The Evil Clergyman

One of the more insidious difficulties in my renewed October rite, the nightly immersion in a tale by H. P. Lovecraft, is the creeping infection of his voice upon my own. I had not foreseen how the cadences of that Providence scribe might insinuate themselves into the sinews of my prose, nor how his brooding vision of cosmic dread would shadow my own meditations upon the Gnostic abyss. My current labor, a serialized chronicle steeped in aeonic revelation and spiritual decay, differs in nature from Lovecraft’s monstrous immensities, yet his spectral influence looms ever near, an unseen hand guiding my pen toward forbidden harmonies not wholly mine.
Still, though the struggle for sovereignty of voice is wearying, I find a grim satisfaction in the ordeal, for what apprentice of horror would not be both humbled and exalted to learn at the feet of so dreadful a master?
And now, with the proper reverence and unease, let us turn to this evening’s study, “The Evil Clergyman.”
In the dim loft of a time-eaten house, theournarrator is cautioned by his uneasy companion not to remain after nightfall nor to lay a hand upon the small and sinister object resting upon a table. When solitude enfolds him, he surveys the chamber’s grim array of theological and forbidden volumes, feeling the stealthy pull of that accursed relic. From his pocket he draws a queer device like a flashlight, whose beam is a sickly violet hue composed of infinitesimal motes that drift like living dust. When he turns this radiance upon the object, it crackles with a sound like ruptured air and begins to blush with a dreadful pink light, within which a pale form slowly takes shape.
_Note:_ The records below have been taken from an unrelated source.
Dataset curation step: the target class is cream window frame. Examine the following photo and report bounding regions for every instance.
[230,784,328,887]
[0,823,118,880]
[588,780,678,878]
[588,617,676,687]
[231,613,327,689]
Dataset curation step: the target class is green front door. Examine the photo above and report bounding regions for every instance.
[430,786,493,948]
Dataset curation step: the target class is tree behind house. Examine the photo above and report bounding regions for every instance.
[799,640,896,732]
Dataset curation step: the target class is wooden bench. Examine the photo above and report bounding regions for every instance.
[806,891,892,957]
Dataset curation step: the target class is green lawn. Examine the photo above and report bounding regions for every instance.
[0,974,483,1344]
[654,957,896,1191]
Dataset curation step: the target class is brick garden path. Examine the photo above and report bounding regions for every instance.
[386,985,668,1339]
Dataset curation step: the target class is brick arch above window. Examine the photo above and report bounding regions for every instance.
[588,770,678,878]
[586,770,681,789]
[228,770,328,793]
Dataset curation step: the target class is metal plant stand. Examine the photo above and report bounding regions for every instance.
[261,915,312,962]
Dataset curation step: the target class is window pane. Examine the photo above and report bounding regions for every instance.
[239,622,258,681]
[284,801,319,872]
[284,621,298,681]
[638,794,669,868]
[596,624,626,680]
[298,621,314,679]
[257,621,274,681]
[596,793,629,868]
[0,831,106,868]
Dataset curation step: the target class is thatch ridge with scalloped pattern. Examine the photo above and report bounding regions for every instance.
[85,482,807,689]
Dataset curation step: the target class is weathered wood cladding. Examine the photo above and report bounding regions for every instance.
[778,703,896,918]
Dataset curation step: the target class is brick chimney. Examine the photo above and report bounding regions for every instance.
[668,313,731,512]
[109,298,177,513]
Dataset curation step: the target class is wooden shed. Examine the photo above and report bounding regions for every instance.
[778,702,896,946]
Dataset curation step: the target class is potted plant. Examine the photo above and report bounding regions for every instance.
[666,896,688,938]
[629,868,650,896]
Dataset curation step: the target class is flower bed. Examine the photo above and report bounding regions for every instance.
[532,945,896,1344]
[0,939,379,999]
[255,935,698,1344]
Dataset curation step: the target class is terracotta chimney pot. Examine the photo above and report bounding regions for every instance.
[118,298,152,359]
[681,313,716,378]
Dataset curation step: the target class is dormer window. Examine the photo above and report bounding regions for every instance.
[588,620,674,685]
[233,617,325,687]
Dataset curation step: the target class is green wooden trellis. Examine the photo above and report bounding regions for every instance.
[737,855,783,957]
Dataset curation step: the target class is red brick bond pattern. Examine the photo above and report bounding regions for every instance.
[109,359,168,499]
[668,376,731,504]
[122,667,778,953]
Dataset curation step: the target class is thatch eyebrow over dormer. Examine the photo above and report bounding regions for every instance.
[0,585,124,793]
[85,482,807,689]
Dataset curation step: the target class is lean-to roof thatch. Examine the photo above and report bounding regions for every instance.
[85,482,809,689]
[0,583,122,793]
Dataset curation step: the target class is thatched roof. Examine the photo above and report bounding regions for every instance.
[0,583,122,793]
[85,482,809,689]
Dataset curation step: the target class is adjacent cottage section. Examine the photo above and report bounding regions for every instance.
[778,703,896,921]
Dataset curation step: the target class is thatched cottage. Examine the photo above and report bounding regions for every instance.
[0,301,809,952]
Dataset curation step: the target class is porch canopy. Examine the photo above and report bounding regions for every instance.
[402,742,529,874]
Before him stands a spectral clergyman, garbed in the vestments of the Anglican Church, his face drawn with knowledge no mortal should possess. In silence he seizes books of occult lore and casts them into the fire. Presently other clergymen appear, pallid and trembling, and confront the apparition before fleeing in unspeakable fear. The lone phantom smiles in hideous triumph, fetches a coil of rope, and sets about fashioning a noose.
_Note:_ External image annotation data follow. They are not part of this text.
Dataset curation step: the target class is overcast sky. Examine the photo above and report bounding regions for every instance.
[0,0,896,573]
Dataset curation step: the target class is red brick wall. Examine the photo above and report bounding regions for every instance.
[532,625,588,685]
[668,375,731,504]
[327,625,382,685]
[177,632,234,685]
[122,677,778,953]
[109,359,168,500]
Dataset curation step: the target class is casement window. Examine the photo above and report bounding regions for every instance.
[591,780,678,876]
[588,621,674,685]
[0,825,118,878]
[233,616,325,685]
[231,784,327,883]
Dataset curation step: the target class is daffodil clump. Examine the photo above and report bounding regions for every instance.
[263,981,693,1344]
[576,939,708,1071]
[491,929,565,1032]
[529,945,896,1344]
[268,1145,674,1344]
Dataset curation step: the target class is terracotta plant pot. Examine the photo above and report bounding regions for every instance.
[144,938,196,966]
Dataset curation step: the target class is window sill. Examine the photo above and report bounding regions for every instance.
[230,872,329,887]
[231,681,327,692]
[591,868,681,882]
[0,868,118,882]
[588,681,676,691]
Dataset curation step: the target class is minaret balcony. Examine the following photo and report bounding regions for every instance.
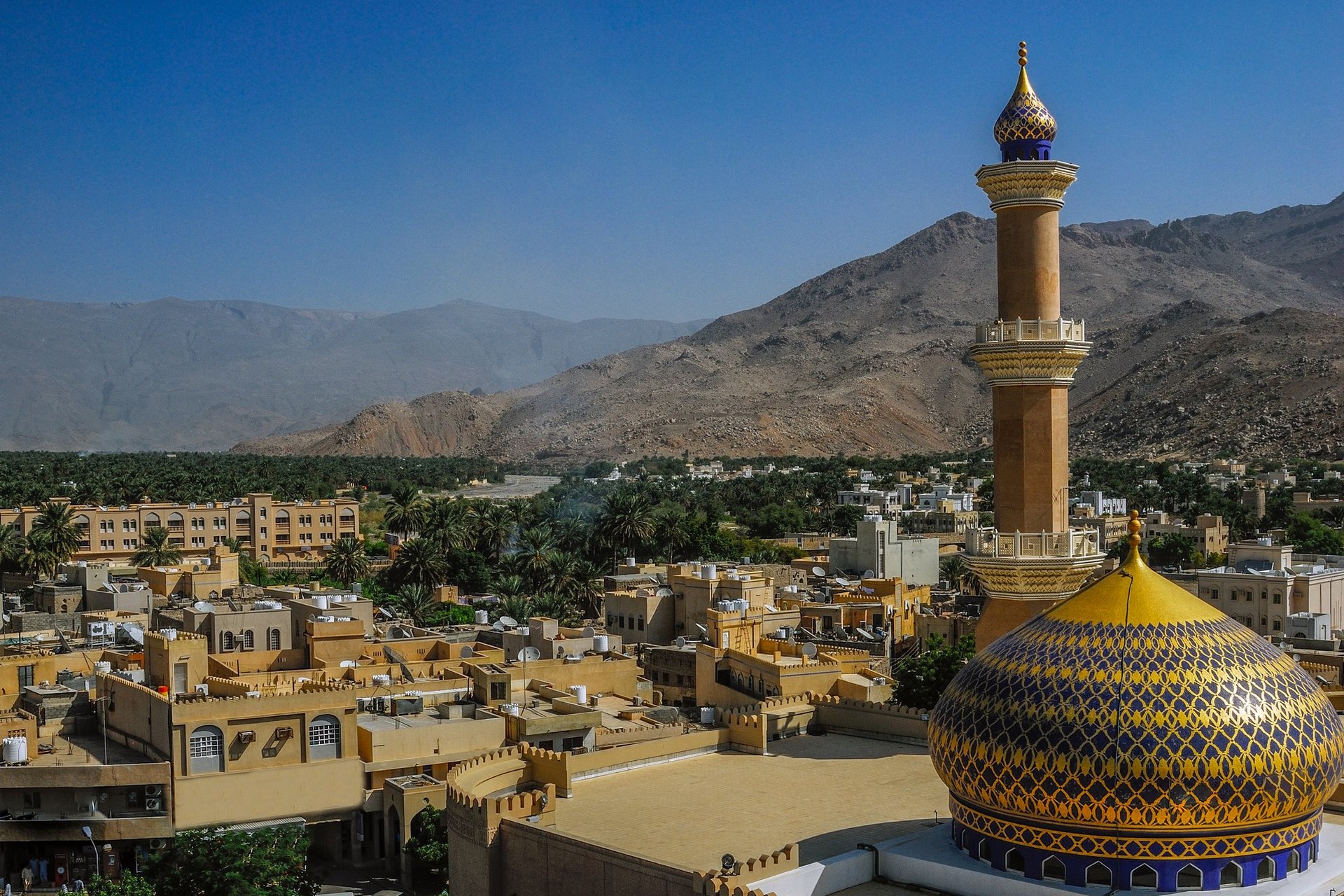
[966,526,1100,557]
[970,317,1091,386]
When the narrator rushes forward, the figure turns with menace in its eyes. Desperation guides the narrator’s hand, and he raises the violet light as one might a weapon. The beam strikes the revenant, which reels backward and vanishes down a dark stair.
Descending, the narrator finds no corpse, only three men bearing lanterns. Two cry out and flee, leaving the original companion to whisper that he should never have meddled. The narrator is led to a mirror and beholds not his own visage, but that of the blasphemous clergyman, whose soul has taken his place within the flesh of the living.
“The Evil Clergyman” was born of a letter penned in the year 1933, wherein H. P. Lovecraft recounted to his friend Bernard Austin Dwyer a dream of unearthly vividness and dreadful import. After the author’s passing, this fragment of nocturnal vision found its way into the April 1939 issue of Weird Tales, taking on the guise of a story that seemed half dream, half invocation. Many years later it was shaped anew for the ill-fated film Pulse Pounders, which itself never emerged from the shadows of oblivion. What shape the tale might have taken under Lovecraft’s living hand no mortal can say, for its final purpose remains veiled, like the lingering echo of a nightmare glimpsed upon awakening.